“Every violation of truth is not only a sort of suicide in the liar, but is a stab at the health of human society.”—Ralph Waldo Emerson
“Hope is the worst of evils, for it prolongs the suffering of man.”--- Frederich Nietzsche
How can it be that toxic chemicals, harmful radiation, and mutilating surgery are known causes of cancer, and yet they are the conventional "cures" for cancer, as if fire trucks used gasoline to smother fires!!!??? (3-5) Such treatments are notoriously unreliable, and they increase the risk of other, seemingly unrelated forms of cancer.
There is no scientific evidence that supports the notion that DNA damage causes cancer. Nor is there any evidence that environmental stress causes DNA mutations. In fact, long before Watson and Crick discovered DNA, Watson's mentors, Max Delbruck and Simon Luria, famously proved that mutations are not affected by environmental factors(1). DNA damage cannot explain metastasis, why malignant tumors consist of multiple cell types proliferating at various rates, why malignancy causes different cancer in distant locations, why cancer exaggerates blood coagulability, or why cancer victims suffer decreased life span even when the cancer is "cured."
Cancer, heart disease, and chronic illnesses were rare before the industrial revolution introduced pollution.
Here's what happened: WWII military research investigated cancer treatment with mustard gas,(2) whereupon the discovery of DNA by Watson and Crick was seized upon to rationalize the notion that environmentally induced DNA mutation causes cancerous cells that can be extirpated to cure cancer. The idea is at odds with science. Today, cancer treatment costs as much as a million dollars per patient.

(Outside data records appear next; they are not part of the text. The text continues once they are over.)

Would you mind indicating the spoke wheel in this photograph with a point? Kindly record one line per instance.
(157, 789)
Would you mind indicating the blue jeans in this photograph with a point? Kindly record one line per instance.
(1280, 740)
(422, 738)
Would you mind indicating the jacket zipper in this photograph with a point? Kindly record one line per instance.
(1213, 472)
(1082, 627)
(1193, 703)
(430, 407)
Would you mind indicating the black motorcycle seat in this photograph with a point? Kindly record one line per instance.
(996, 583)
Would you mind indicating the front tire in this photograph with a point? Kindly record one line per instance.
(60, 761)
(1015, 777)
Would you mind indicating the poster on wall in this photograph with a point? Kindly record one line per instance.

Is it any wonder that cancer treatment facilities are mushrooming everywhere?
Stress theory offers a simplified cancer explanation. MSM activity elevates thrombin to repair tissues, and then restores normal thrombin levels, causing thrombin starvation that induces fibroblast apoptosis as tissue repair resolves. Excessive, unremitting stress causes proliferating fibroblasts to disrupt normal tissues, release tissue factor, and induce nociception, causing malignant (self-sustaining) MSM hyperactivity. Malignant cells and normal tissue repair cells both exhibit chromosome fragmentation and are indistinguishable. There are more than 100 types of specialized fibroblasts, each of which has a distinctive appearance under the microscope, and this accounts for the more than 100 cancer categories.

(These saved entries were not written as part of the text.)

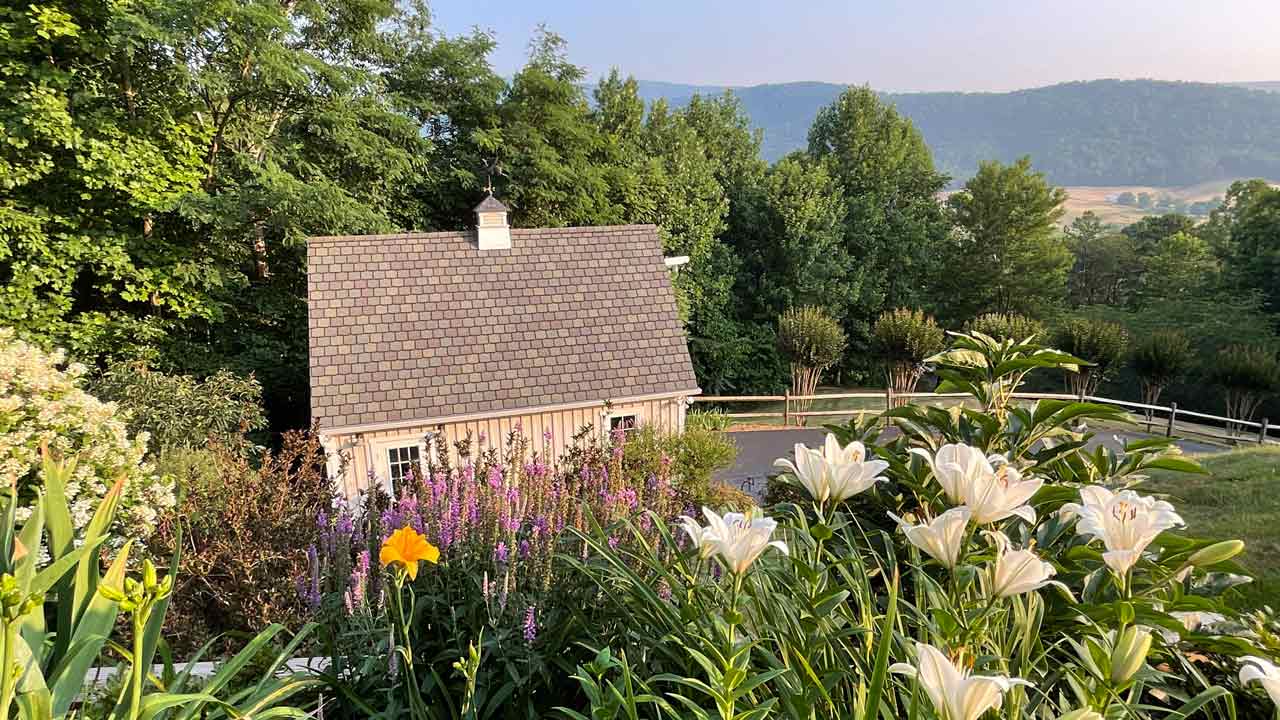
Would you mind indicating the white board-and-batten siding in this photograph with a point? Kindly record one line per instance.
(353, 454)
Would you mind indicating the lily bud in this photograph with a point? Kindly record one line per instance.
(1129, 655)
(1216, 552)
(1084, 714)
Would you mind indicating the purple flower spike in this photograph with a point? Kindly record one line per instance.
(530, 625)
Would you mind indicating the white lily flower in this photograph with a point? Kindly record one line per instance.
(1193, 620)
(703, 538)
(739, 538)
(836, 455)
(941, 537)
(1002, 493)
(1016, 572)
(1125, 522)
(988, 484)
(833, 473)
(854, 478)
(1197, 619)
(956, 466)
(1262, 671)
(809, 469)
(955, 693)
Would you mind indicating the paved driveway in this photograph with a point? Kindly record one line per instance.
(757, 450)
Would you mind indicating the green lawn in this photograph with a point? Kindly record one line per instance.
(1240, 499)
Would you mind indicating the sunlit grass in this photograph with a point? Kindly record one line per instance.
(1240, 499)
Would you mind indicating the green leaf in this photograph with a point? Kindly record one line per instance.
(90, 633)
(1175, 464)
(880, 673)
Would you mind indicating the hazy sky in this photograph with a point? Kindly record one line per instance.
(894, 45)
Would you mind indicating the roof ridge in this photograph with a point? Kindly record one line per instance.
(471, 231)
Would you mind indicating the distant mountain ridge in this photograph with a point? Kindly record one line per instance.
(1096, 132)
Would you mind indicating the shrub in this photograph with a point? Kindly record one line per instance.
(179, 410)
(813, 341)
(243, 529)
(69, 616)
(904, 338)
(1100, 343)
(1161, 359)
(1006, 326)
(42, 404)
(499, 519)
(1248, 376)
(708, 420)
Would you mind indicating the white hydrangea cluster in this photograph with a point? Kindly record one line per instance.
(41, 402)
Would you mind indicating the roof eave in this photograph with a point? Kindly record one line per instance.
(503, 413)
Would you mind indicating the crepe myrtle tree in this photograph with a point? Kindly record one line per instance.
(813, 341)
(1005, 326)
(1161, 359)
(1097, 342)
(1248, 376)
(904, 338)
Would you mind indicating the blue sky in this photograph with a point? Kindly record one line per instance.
(894, 45)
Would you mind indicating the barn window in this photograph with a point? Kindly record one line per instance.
(625, 422)
(401, 461)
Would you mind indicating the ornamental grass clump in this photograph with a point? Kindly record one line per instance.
(1022, 575)
(1100, 343)
(813, 341)
(1160, 360)
(904, 338)
(1248, 376)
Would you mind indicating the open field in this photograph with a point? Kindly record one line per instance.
(1237, 500)
(1101, 200)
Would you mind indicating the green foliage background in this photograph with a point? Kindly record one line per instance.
(163, 164)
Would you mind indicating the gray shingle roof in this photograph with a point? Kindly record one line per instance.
(419, 326)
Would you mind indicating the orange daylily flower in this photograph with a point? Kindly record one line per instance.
(406, 547)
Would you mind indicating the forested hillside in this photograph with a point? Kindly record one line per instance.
(155, 208)
(1100, 132)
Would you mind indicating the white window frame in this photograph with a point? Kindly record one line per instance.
(382, 450)
(621, 415)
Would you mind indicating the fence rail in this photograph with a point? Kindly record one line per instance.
(796, 406)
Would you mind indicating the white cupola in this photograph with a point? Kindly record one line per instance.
(492, 228)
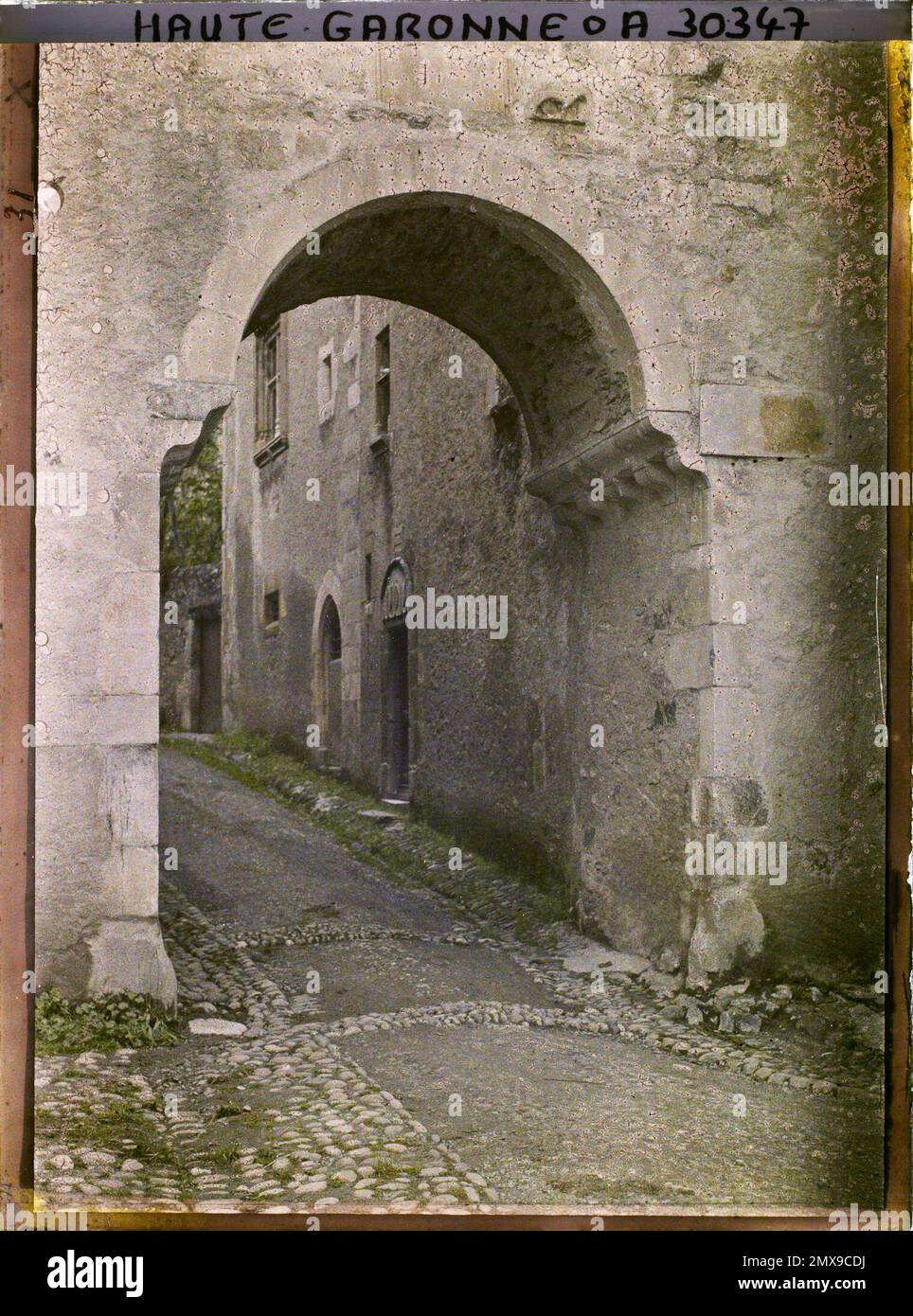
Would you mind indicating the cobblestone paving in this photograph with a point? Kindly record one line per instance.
(281, 1113)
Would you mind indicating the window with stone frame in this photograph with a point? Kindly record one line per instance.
(270, 409)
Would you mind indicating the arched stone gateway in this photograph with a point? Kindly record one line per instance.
(546, 317)
(611, 269)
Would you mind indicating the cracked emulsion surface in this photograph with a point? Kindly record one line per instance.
(446, 1058)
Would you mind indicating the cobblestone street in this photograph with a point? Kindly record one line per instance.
(452, 1055)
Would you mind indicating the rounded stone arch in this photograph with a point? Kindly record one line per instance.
(518, 260)
(325, 607)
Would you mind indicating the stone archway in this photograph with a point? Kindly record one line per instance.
(328, 675)
(604, 390)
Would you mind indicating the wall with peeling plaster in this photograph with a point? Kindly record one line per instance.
(707, 250)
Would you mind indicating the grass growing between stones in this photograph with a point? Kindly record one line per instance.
(105, 1024)
(413, 852)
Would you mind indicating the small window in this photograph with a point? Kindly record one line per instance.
(325, 382)
(269, 411)
(382, 381)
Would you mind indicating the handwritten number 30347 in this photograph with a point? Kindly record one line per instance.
(714, 24)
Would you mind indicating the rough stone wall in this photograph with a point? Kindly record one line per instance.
(189, 593)
(491, 746)
(704, 250)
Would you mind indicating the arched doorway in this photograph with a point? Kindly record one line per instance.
(395, 591)
(585, 391)
(331, 685)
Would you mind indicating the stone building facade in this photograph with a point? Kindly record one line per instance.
(690, 326)
(398, 463)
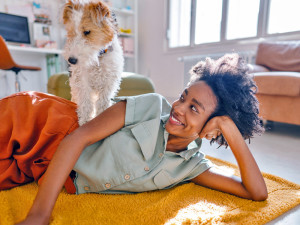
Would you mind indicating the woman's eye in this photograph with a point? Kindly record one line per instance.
(181, 98)
(194, 108)
(86, 32)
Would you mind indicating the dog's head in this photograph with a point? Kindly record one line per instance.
(90, 27)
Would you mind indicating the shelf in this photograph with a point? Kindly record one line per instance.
(123, 11)
(34, 50)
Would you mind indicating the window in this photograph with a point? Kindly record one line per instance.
(208, 24)
(242, 18)
(284, 16)
(180, 20)
(196, 22)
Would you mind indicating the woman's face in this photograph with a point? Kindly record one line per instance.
(191, 111)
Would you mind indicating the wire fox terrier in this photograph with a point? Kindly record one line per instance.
(94, 55)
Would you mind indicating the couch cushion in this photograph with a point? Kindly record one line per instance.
(278, 83)
(282, 56)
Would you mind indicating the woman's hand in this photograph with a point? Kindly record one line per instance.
(34, 220)
(251, 185)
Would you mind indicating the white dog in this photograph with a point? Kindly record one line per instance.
(95, 56)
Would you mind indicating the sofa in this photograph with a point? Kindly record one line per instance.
(131, 84)
(277, 74)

Excessive thrombin stimulation affects cellular PAR expression and may cause cells to abnormally revert to embryological PAR configurations that may exaggerate or explain malignancy.

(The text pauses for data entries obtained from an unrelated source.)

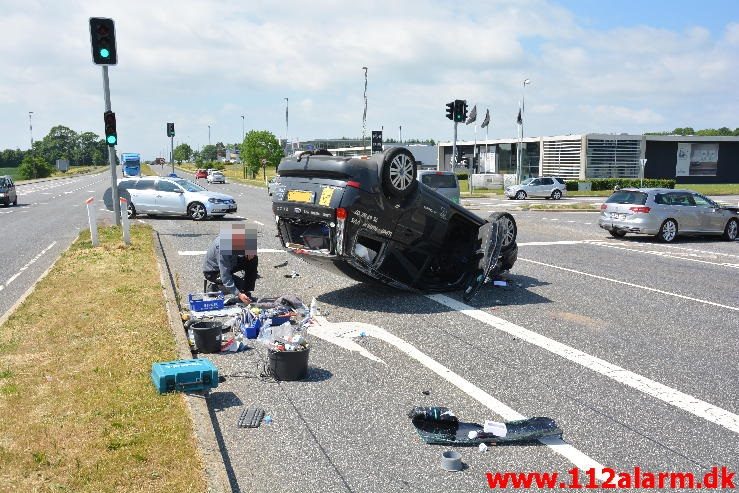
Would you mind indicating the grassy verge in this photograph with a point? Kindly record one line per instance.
(79, 412)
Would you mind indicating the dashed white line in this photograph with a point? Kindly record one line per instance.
(671, 396)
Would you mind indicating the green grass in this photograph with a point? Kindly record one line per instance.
(78, 411)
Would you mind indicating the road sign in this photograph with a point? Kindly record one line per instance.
(376, 141)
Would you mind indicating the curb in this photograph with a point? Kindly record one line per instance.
(216, 476)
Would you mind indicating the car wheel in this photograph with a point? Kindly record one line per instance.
(197, 211)
(508, 225)
(399, 172)
(731, 231)
(668, 231)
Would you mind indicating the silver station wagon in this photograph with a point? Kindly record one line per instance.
(667, 213)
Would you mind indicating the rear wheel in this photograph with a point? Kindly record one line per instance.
(197, 211)
(398, 172)
(668, 231)
(731, 231)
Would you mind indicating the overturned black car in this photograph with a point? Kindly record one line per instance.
(369, 218)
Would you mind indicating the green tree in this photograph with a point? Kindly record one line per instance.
(208, 153)
(258, 145)
(182, 153)
(34, 167)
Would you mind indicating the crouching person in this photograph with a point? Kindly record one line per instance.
(233, 251)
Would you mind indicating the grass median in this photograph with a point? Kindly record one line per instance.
(79, 411)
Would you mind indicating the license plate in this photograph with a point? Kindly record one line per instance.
(300, 196)
(326, 195)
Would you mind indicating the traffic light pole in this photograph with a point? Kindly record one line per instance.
(111, 154)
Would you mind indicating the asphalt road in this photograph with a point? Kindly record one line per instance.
(48, 217)
(628, 344)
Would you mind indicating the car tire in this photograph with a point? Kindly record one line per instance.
(731, 231)
(197, 211)
(399, 172)
(510, 229)
(668, 231)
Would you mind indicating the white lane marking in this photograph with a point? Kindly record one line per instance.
(203, 252)
(675, 255)
(662, 392)
(547, 243)
(30, 263)
(343, 333)
(639, 286)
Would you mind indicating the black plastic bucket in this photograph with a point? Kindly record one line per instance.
(289, 365)
(207, 336)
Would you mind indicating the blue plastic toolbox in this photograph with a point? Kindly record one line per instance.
(186, 375)
(200, 302)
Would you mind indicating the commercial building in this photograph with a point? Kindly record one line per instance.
(687, 159)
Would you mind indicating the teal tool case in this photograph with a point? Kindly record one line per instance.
(187, 375)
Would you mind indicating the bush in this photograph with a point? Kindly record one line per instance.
(34, 167)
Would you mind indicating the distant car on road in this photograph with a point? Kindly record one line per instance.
(442, 182)
(8, 195)
(369, 218)
(544, 186)
(171, 196)
(667, 213)
(216, 177)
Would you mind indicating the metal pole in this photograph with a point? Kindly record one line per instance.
(111, 154)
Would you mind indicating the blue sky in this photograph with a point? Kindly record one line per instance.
(595, 66)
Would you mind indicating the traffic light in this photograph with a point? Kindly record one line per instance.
(102, 35)
(111, 136)
(460, 110)
(450, 110)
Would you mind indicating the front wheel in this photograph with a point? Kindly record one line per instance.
(668, 231)
(197, 211)
(731, 231)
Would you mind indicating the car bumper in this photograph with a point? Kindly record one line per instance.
(637, 225)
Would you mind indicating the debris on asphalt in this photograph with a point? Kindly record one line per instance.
(439, 425)
(251, 418)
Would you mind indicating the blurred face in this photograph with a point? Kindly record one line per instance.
(239, 238)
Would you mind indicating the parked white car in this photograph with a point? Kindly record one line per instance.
(173, 196)
(544, 186)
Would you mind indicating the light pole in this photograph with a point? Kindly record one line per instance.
(364, 115)
(520, 139)
(287, 122)
(30, 126)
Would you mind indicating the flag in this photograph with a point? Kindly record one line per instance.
(486, 120)
(473, 116)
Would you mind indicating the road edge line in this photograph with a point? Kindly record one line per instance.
(206, 442)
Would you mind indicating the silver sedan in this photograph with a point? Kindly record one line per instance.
(667, 213)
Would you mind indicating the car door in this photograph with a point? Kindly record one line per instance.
(684, 210)
(142, 195)
(169, 198)
(711, 218)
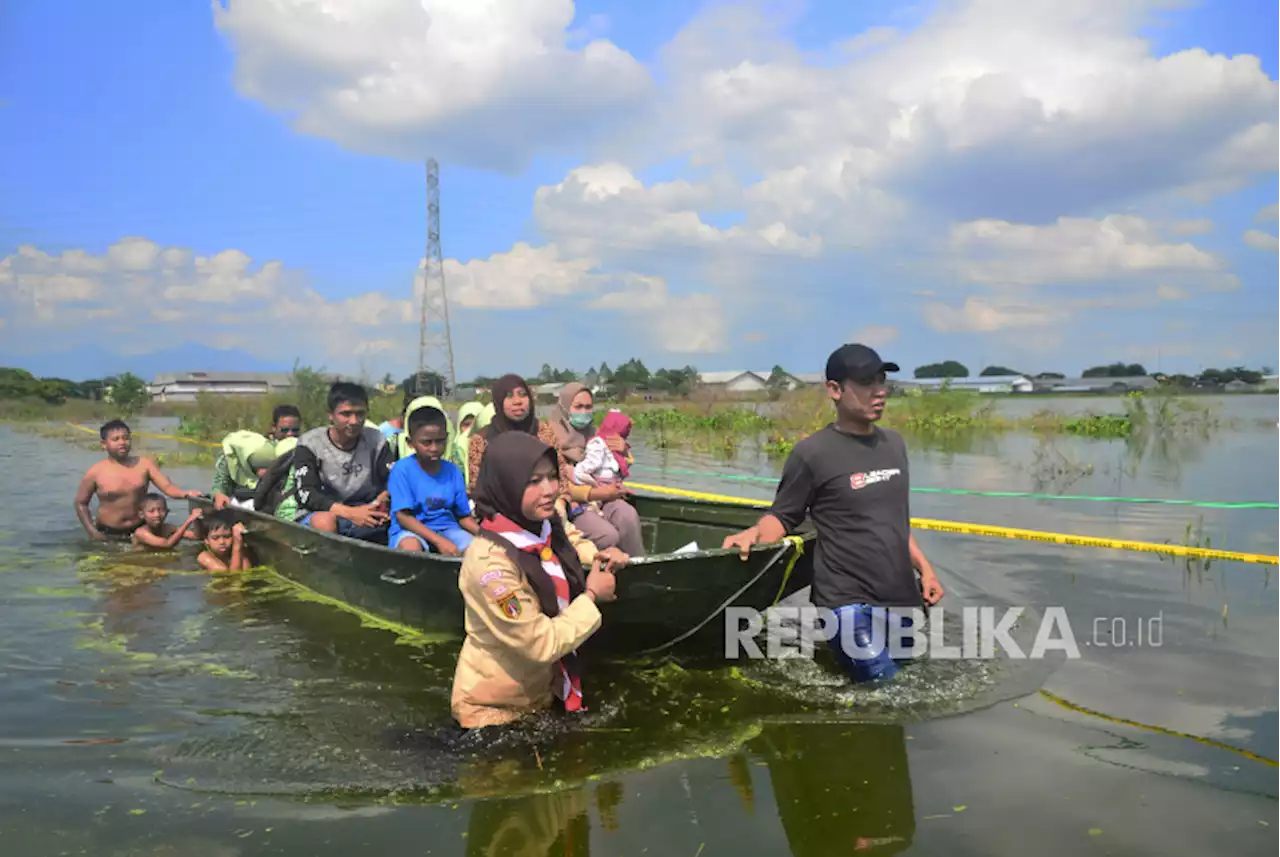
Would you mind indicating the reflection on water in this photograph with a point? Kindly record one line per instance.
(544, 825)
(840, 789)
(836, 788)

Malignant systemic inflammation preferentially promotes primary and metastatic cancer in tissues rich in tissue factor, including brain, lung, retina, nerves, cervix, placenta, gonads, and arteries, so that cancer often culminates in MOFS. Blood and lymph flow affects the distribution of hyperactive fibroblasts, which explains metastasis location.
Cancer rarely kills by disrupting organ function or causing fatal bleeding. Instead, causes blood hypercoagulability, so that most cancer victims die quietly from myocardial infarction, stroke, pulmonary embolus or "unknown causes" that are not attributed to malignancy.
Enhanced mammalian sentience promotes malignancy, but cancer often resolves with emotional stress relief.
The chronic MSM hyperactivity that accompanies the malignant state elevates immune activity, but immune activity neither causes nor cures cancer.
Cancer can be cured safely, comfortably and efficiently by abolishing consciousness, fear, and apprehension with general anesthesia; controlling nociception with opioids; and inhibiting thrombin with EDTA, trisodium citrate or magnesium Sulphate to induce apoptosis and disrupt the vicious cycle of malignant MSM hyperactivity.
1. S. E. Luria, M. Delbruck, Mutations of Bacteria from Virus Sensitivity to Virus Resistance. Genetics 28, 491-511 (1943).
2. D. Davis, The Secret History of the War on Cancer. (Perseus Books Group, New York, N.Y., 2007).
3. T. G. Monk, V. Saini, B. C. Weldon, J. C. Sigl, Anesthetic management and one-year mortality after noncardiac surgery. Anesth Analg 100, 4-10 (2005).
4. J. F. a. M. P. O. H. Leon Bradlow, Cancer: Genetics and the Environment. J. F. a. M. P. O. H. Leon Bradlow, Ed., Annals of the New York Academy of Sciences (New York Academy of Sciences, 1997), vol. 833, pp. 209.
5. C. Maltoni, M. A. Mehlman, Carcinogenesis bioassays and protecting public health : commemorating the lifework of Cesare Maltoni and colleagues. Annals of the New York Academy of Sciences, (New York Academy of Sciences, New York, 2002), pp. xii, 231 p.